I caught the movie at Sundance in January and really enjoyed it, so I leaped at the opportunity to talk to Wang when she brought the film to the Atlanta Film Festival in April. During our conversation, we talked about the feedback she received from friends and family, how she crafted the family dynamic, casting the picture, the most challenging scene to film, the editing process, and more.
Check out the full interview below. The Farewell opens tomorrow in limited release.
This film premiered at Sundance, which is where I saw it and thought it was great. Now you get to be the opener of the Atlanta Film Festival. Can you talk a little bit about what that journey has been like taking the film on the festival circuit?
LULU WANG: This is actually our first festival since Sundance. I’m really excited because it’s always hard to know how something plays outside of Sundance. I’m just excited for just for more people to see it. It’s been pretty surreal because I guess you hope for the best, but you never know how people are going to receive it.

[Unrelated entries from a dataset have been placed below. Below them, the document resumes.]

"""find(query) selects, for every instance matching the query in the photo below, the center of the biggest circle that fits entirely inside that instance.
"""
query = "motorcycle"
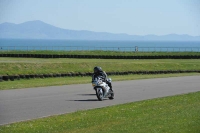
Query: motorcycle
(102, 89)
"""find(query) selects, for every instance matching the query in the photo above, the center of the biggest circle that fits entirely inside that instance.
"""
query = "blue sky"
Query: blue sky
(134, 17)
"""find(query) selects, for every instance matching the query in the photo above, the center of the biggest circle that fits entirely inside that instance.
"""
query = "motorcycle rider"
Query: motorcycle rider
(99, 72)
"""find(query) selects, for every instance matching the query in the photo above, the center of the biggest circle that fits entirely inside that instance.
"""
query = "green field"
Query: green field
(16, 66)
(26, 83)
(99, 52)
(175, 114)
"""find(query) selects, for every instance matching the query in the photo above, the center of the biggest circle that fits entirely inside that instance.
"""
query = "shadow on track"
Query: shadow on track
(85, 100)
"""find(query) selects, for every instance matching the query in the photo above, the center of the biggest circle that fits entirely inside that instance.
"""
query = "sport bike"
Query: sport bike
(102, 89)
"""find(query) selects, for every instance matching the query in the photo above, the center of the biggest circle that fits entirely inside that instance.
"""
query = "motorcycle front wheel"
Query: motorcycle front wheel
(112, 95)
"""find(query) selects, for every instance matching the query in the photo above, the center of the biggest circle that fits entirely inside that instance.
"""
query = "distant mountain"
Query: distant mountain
(40, 30)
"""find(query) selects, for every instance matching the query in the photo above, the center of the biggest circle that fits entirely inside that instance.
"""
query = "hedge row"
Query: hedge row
(18, 77)
(102, 56)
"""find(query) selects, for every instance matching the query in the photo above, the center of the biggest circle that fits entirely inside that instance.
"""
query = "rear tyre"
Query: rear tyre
(99, 93)
(112, 95)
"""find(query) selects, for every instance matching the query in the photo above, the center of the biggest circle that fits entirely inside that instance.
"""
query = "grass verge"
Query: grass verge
(16, 66)
(175, 114)
(25, 83)
(100, 52)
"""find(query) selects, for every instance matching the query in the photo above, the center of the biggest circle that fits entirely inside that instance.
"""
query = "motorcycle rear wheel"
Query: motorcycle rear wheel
(112, 95)
(99, 93)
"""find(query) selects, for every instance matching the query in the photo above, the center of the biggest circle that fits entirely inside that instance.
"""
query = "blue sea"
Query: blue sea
(29, 44)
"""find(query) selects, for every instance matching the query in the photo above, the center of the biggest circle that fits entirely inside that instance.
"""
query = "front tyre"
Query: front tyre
(99, 93)
(111, 95)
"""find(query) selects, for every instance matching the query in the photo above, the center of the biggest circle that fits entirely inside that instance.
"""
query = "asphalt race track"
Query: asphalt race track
(25, 104)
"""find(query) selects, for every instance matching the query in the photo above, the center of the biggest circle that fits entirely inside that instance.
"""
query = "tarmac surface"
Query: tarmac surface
(31, 103)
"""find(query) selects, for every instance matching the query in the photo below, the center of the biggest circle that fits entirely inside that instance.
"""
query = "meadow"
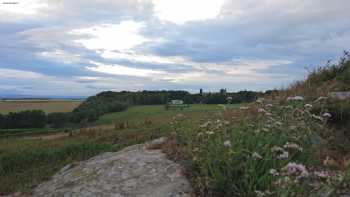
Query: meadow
(48, 106)
(27, 160)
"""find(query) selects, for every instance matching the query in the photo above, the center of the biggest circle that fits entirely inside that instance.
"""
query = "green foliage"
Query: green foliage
(91, 109)
(236, 160)
(24, 119)
(58, 119)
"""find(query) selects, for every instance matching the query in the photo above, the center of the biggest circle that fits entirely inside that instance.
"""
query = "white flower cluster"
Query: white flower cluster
(298, 170)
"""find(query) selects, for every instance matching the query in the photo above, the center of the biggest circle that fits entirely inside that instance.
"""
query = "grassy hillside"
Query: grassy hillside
(276, 146)
(27, 160)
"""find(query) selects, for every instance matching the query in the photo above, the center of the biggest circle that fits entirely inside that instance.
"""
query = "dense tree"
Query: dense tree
(24, 119)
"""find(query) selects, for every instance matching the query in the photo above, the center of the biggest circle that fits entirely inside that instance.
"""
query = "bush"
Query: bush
(58, 120)
(24, 119)
(250, 157)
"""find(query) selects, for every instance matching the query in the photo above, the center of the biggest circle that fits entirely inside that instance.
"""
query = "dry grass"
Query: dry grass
(47, 106)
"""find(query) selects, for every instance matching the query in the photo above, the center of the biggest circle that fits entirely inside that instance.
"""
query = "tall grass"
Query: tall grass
(261, 151)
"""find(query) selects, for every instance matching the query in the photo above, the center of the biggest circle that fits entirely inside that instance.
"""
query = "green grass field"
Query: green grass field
(27, 160)
(156, 112)
(48, 106)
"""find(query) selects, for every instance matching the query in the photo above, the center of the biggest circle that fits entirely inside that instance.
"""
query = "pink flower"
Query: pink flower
(296, 169)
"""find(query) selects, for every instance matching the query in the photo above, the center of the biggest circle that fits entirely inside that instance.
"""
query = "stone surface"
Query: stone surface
(134, 171)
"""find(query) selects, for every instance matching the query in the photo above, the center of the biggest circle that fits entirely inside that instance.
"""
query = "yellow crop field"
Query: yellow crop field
(48, 106)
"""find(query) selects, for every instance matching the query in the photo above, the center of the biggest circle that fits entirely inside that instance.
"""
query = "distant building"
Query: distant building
(176, 102)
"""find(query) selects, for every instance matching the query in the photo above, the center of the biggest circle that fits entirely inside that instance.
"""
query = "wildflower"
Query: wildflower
(260, 100)
(226, 122)
(308, 106)
(321, 174)
(265, 129)
(222, 106)
(261, 110)
(274, 172)
(278, 123)
(296, 169)
(326, 115)
(293, 146)
(268, 105)
(283, 155)
(320, 99)
(210, 132)
(259, 193)
(277, 149)
(256, 155)
(205, 125)
(262, 194)
(268, 114)
(227, 144)
(317, 117)
(295, 98)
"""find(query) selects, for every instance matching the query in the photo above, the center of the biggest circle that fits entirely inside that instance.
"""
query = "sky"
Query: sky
(82, 47)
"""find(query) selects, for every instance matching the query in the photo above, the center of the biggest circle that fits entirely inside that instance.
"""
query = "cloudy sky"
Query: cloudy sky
(81, 47)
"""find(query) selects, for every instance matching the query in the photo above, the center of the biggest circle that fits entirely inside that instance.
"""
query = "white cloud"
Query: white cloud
(61, 56)
(21, 9)
(142, 58)
(121, 37)
(182, 11)
(19, 74)
(115, 69)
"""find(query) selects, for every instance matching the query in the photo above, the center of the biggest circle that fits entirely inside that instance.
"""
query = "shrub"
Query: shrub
(24, 119)
(58, 120)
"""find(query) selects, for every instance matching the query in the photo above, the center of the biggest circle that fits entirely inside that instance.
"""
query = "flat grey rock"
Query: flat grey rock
(133, 171)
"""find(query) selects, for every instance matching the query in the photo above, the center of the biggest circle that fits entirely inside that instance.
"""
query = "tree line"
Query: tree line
(107, 102)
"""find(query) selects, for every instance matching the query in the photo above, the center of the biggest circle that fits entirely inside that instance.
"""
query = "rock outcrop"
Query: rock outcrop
(133, 171)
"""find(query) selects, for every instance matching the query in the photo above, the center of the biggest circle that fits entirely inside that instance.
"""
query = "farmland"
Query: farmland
(48, 106)
(27, 160)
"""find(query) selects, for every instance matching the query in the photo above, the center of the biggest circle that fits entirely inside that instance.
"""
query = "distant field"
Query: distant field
(27, 160)
(157, 112)
(48, 106)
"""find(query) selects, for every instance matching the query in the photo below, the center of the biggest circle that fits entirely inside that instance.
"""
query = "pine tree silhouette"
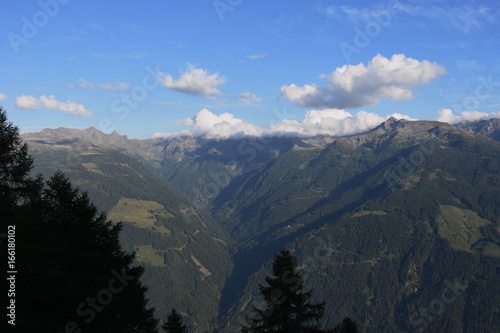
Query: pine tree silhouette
(75, 276)
(174, 323)
(346, 326)
(288, 308)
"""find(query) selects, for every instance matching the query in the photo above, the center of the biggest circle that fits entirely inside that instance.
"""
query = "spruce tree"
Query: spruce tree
(288, 308)
(72, 273)
(174, 323)
(15, 166)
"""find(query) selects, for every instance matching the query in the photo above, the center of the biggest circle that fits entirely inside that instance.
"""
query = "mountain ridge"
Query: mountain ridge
(375, 218)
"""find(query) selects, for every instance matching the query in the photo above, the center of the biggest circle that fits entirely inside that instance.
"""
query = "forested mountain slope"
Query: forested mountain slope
(397, 228)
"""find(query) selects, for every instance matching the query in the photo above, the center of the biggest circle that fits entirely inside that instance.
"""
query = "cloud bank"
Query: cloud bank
(194, 81)
(447, 116)
(247, 98)
(50, 102)
(334, 122)
(353, 86)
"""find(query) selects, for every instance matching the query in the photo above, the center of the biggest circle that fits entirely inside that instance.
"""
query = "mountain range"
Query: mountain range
(398, 228)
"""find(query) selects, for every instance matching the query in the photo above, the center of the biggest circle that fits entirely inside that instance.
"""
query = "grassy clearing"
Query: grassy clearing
(92, 167)
(147, 254)
(140, 212)
(369, 212)
(461, 227)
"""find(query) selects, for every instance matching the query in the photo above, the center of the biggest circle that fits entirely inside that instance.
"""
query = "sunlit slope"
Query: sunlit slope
(157, 225)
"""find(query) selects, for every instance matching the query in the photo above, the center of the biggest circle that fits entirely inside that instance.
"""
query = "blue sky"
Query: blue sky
(228, 66)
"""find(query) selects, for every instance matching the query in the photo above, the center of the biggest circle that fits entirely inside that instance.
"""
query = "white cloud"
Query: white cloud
(26, 102)
(194, 81)
(210, 125)
(247, 98)
(256, 56)
(50, 102)
(84, 84)
(447, 116)
(352, 86)
(334, 122)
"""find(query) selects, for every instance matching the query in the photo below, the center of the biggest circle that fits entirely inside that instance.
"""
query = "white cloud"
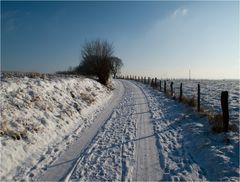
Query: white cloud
(180, 12)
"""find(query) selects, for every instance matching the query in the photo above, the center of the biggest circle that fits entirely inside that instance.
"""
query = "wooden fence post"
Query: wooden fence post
(225, 111)
(152, 83)
(198, 104)
(180, 97)
(165, 89)
(171, 85)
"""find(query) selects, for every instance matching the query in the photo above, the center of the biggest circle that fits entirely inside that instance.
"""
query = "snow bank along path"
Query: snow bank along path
(40, 117)
(142, 135)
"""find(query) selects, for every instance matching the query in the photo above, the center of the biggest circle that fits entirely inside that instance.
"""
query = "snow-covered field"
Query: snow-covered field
(188, 148)
(144, 137)
(211, 94)
(41, 116)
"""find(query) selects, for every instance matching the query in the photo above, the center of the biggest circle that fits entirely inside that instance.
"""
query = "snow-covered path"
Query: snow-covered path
(147, 167)
(144, 136)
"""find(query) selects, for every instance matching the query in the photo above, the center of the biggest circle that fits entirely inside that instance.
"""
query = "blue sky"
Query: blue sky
(160, 39)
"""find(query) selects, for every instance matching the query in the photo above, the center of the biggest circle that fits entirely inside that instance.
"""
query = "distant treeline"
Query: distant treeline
(97, 59)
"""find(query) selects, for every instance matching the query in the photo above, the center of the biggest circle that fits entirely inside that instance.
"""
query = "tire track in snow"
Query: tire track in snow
(148, 165)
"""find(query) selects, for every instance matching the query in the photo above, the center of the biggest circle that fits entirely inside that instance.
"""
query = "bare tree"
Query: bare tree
(96, 60)
(116, 66)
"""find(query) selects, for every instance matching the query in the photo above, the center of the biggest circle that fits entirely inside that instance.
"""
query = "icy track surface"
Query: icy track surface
(151, 138)
(140, 135)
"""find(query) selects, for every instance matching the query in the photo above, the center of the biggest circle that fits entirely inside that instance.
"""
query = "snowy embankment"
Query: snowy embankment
(41, 115)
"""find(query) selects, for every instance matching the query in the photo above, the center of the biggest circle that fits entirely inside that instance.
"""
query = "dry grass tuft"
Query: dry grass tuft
(87, 98)
(216, 122)
(189, 101)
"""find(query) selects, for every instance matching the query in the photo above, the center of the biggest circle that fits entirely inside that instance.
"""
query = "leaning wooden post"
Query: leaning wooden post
(180, 97)
(225, 111)
(198, 104)
(165, 89)
(171, 88)
(152, 84)
(155, 84)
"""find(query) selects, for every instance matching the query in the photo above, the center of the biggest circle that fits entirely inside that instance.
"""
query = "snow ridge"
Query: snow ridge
(41, 117)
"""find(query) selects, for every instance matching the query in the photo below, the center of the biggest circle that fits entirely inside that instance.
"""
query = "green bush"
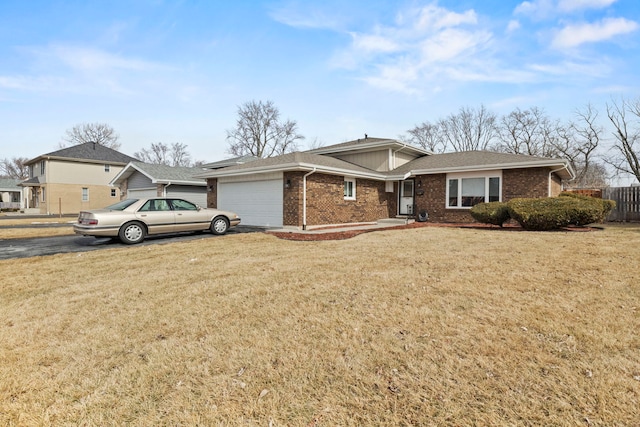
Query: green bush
(495, 213)
(553, 213)
(604, 205)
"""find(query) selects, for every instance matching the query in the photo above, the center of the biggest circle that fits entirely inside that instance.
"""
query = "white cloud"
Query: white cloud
(417, 47)
(535, 8)
(88, 59)
(573, 5)
(542, 9)
(372, 43)
(578, 34)
(513, 25)
(432, 17)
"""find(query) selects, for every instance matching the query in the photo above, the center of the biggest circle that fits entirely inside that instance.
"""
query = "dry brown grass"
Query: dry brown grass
(427, 326)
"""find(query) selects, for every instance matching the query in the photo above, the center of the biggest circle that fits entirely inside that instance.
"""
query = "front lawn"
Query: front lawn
(424, 326)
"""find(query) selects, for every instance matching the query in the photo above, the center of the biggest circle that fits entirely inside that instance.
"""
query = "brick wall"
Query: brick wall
(530, 182)
(326, 204)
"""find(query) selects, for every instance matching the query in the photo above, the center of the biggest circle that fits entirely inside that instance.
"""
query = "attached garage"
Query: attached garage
(257, 202)
(194, 194)
(141, 193)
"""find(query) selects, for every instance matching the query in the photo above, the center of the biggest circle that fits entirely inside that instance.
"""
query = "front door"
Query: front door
(406, 198)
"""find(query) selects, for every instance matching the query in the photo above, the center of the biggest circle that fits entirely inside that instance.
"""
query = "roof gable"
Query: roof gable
(162, 174)
(369, 144)
(480, 160)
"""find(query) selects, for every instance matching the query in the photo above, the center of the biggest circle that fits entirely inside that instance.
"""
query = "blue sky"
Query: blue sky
(176, 71)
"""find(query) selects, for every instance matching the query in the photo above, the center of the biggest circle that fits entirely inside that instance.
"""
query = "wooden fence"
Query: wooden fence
(627, 203)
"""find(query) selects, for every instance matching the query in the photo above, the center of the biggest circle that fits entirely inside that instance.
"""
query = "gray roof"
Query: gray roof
(474, 160)
(88, 151)
(368, 142)
(230, 162)
(293, 161)
(436, 163)
(161, 173)
(9, 184)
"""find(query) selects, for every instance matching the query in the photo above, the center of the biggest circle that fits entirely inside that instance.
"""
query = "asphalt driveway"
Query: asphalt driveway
(39, 246)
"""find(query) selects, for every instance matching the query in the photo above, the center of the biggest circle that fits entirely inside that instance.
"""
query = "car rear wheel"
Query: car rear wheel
(131, 233)
(219, 225)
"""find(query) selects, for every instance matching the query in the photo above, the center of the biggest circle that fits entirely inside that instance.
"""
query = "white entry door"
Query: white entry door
(405, 205)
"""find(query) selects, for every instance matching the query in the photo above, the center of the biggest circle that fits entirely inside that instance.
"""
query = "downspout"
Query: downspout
(164, 189)
(552, 172)
(304, 199)
(393, 157)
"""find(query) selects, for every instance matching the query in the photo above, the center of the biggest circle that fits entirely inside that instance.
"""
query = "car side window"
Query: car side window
(148, 206)
(154, 205)
(183, 205)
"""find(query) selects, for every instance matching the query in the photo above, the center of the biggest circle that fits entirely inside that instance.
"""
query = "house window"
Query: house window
(349, 188)
(466, 191)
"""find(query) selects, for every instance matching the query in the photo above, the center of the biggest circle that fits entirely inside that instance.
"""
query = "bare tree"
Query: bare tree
(626, 146)
(468, 130)
(100, 133)
(259, 131)
(428, 136)
(162, 154)
(577, 143)
(14, 168)
(529, 132)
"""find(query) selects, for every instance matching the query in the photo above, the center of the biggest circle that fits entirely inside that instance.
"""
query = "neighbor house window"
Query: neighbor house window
(466, 191)
(349, 188)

Did you have any sense of how it was developing when you did friends and family screenings and what you got from those?
WANG: There was definitely … We did some early friends and family where the structure and pacing wasn’t quite there yet. As we were still working on the rhythm of the film, people gave notes and just said, just make sure that no matter what you do to, quote unquote, “fix the movie” that you don’t lose the magic. As I was continuing to cut the film, I kept trying to figure out, what is that magic? What are they responding to and how do I keep that while still at the same time making it a tighter movie?
At least for me, the magic seems to be the family dynamic and watching them all interact together. Was that something that you zoned in on or did you find another aspect that really leaped out at you?
WANG: I think it was definitely the family dynamics and as well as we let a lot of scenes just play out without any heavy editing or putting too much of a facade around it through, whether it was editing or music or anything like that. Keeping some of those awkward moments that are just long, really long, and allowing it to be slightly uncomfortable.
Can you talk a little bit about the casting of this film and finding the family here? The chemistry just feels really great and lived in, and I was just curious how you got to that.
WANG: I based it around my family, not so much in they have to look like that person but more in terms of their essence. We cast Awkwafina because I felt like she could bring a natural comedy to the film. She has a real sense of comedic timing and levity that it doesn’t need a lot. Just sprinkled throughout you get the comedy of it. But at the same time she brought the pathos. Everyone else, as we cast, I just wanted them to feel really real, like people that I knew, both in terms of language, whatever accent they might have. I think that just the authenticity of it, if I spent time with that person, if they felt like they are somebody that would be a member of my family or is like a member of the family of somebody that I know who’s Chinese American.